しかし、井伊家21代当主・井伊直宗(井伊直虎の祖父)のとき、駿河の今川氏親(今川義元の父)に攻められて降伏し、今川氏親に仕えるようになった。

やがて、今川氏親は遠江を平定し、駿河・遠江の守護代となった。

その後、21代当主・井伊直宗は、主家の今川義元に従って三河田原城を攻め、天文11年(1542年)1月29日に討死した。

21代当主・井伊直宗の死により、井伊直宗の子・井伊直盛が家督を相続し、井伊家の22代当主になった。この22代当主・井伊直盛が井伊直虎の父である。

亀之丞(井伊直親)と婚約

井伊家の22代当主・井伊直盛は、子供が娘・井伊直虎だけで、跡取りが居なかった。

そこで、一族・井伊直満の子・亀之丞(井伊直親=9歳)を婿養子に迎え、娘・井伊直虎と婚約させることにした。

(井伊直虎の年齢は不明で、亀之丞のプラス・マイナス2歳という説が多い。)

しかし、井伊家の筆頭家老・小野道高(小野政直)は、この結婚に不満を持った。

筆頭家老・小野道高(小野政直)は、主家の今川家から送り込まれたスパイとも言われる今川派で、井伊直満を激しく嫌っていた。

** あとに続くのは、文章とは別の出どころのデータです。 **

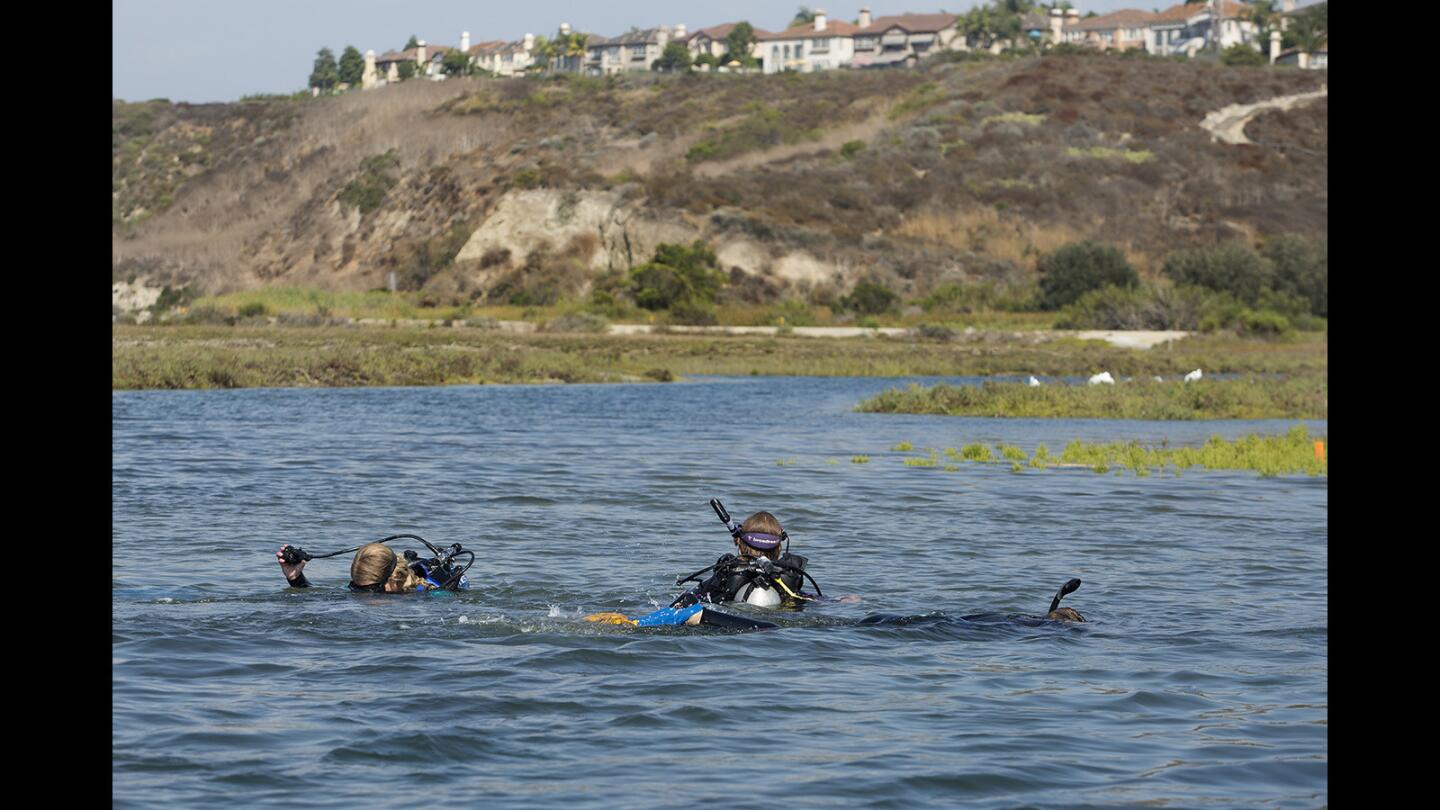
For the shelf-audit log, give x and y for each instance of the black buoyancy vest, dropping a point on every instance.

このまま、亀之丞(井伊直親)が井伊直虎と結婚すれば、憎き井伊直満の子・亀之丞(井伊直親)が将来、井伊家の当主になってしまう。

そこで、筆頭家老・小野道高(小野政直)は、この結婚を阻止するため、天文13年(1544年)12月、主家の今川義元に「井伊直満と井伊義直に謀反の疑い有り」と讒訴したのである。

これを受けた今川義元は、井伊直満と井伊義直の兄弟を審問して自害させたうえ、井伊直満の子・亀之丞(井伊直親)も処刑しようとした。

この危機を救ったのが、井伊家の家老・今村藤七郎(今村正実)である。

家老・今村藤七郎(今村正実)は9歳の亀之丞(井伊直親)を連れて屋敷を脱出して身を隠し、「亀之丞は病死。今村藤七郎(今村正実)は切腹した」と噂を流した。

そして、家老・今村藤七郎(今村正実)は、龍潭寺の和尚・南渓瑞聞を頼り、和尚・南渓瑞聞の紹介で、信州国伊那郡市田村にある松源寺に身を隠した。

こうして、家老・今村藤七郎(今村正実)と亀之丞(井伊直親)は、信州国伊那郡市田村にある松源寺で、地元有力者の庇護を受けて10年を過ごすことになる。

そして、この10年の間に、亀之丞(井伊直親)は代官・塩沢氏の娘を妻に迎え、2人の子供を儲けた。(注釈:ただし、正式な結婚ではないようである。)

なお、亀之丞(井伊直親)は井伊家で唯一の男児であるため、亀之丞(井伊直親)の生死は井伊家内でも秘密にされた。

亀之丞(井伊直親)の復帰

讒訴した筆頭家老・小野道高(小野政直)は井伊家で大きな影響力を持っていたため、父・井伊直盛は、井伊家の混乱を恐れて、筆頭家老・小野道高(小野政直)を処分することが出来ずに讒訴を黙殺していた。

しかし、讒訴から10年後の天文23年(1554年)に筆頭家老・小野道高(小野政直)が病死する。

父・井伊直盛は、筆頭家老・小野道高(小野政直)が死んだ事を切っ掛けに、主家の今川義元に亀之丞(井伊直親)の助命嘆願を行い、亀之丞(井伊直親)は赦免された。

こうして、恩赦を受けた亀之丞(井伊直親)は、家老・今村藤七郎(今村藤正実)と共に井伊谷に戻った。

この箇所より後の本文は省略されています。